Cheaper shipping capacity under Port jurisdiction is underused

Port Metro Vancouver already has substantial unused shipping capacity. Westshore Terminals shipped 27.3 million tonnes of coal in 2011 and has capacity to ship 33 million tonnes per year. Neptune Bulk Terminals has estimated shipments of 8 million tonnes per year and approved capacity for 18.5 million tonnes of coal per year. That’s a total extra capacity of 16.2 million tonnes (more than four times the amount of the FSD proposal) in terminals that don’t require handling the coal twice or barging it downriver.

Metallurgical coal outlook could leave even more capacity

The Neptune Terminal in North Vancouver primarily ships metallurgical coal (used to manufacture steel) from northwest Alberta and southeast BC. Westshore Terminals also ships predominately Canadian metallurgical coal, although its shipments of U.S. thermal coal are on the rise.

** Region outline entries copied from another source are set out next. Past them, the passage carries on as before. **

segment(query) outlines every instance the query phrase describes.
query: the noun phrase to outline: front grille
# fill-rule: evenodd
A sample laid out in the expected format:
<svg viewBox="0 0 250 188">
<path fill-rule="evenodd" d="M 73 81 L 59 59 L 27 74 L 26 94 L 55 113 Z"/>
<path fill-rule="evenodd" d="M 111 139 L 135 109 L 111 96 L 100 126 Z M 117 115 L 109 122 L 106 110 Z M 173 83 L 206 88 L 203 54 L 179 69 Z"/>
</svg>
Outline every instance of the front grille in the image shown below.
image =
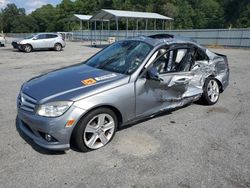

According to the International Energy Agency, B.C. metallurgical coal is at the most expensive end of global suppliers, at around $100/tonne due to inland shipping distances. If the price of metallurgical coal drops, the demand for B.C.’s coal shrinks dramatically. There are two big threats on the horizon according to the IEA. First, China has plans to obtain its own metallurgical coal from more local sources. Second, the best-quality thermal coal is much cheaper than BC metallurgical coal and can replace much of it in steel smelters. The IEA says the combination could rapidly slash demand for B.C. coal by 40% by 2017. That would leave even more unused coal capacity in Vancouver ports.

The global outlook for coal futures is high risk

According to Eric de Place at the Sightline Institute, the market outlook for the Powder River Basin coal is highly uncertain. If coal futures remain at their current levels, it’s likely that all U.S. coal companies lose interest in exports, even from Westshore. Additional capacity would make no sense economically.

A number of recent news reports suggest the coal industry is ignoring fundamental risks in its expansion strategy. A note from Citigroup attacks “one of the most unassailable assumptions in global energy,” that China’s coal consumption will continue on its current growth trajectory. It suggests as a more likely scenario that China will move away from manufacturing, settle for more modest growth and push aggressively toward non-coal resources. If so, its coal trajectory will flatten out before 2020, 15 years earlier than conventional models.

The New York Times calls China’s changing trajectory “a reshaping of global coal markets.” Coal exports are expected to decline by about 5 percent from last year and many experts think the decline will quicken next year. China has modernized its mines, improved efficiency of its coal generated electricity plants and redoubled efforts toward non-coal electricity sources. International coal companies are scaling back across the world.

One coal company couldn’t find financing to buy out a partner in a U.S. mine. Low coal prices and poor earnings caused Teck Resources to scrap plans to reopen one of its mines. According to a Goldman Sachs report, this is “a watershed year for global coal markets. The window for thermal coal investment is closing.”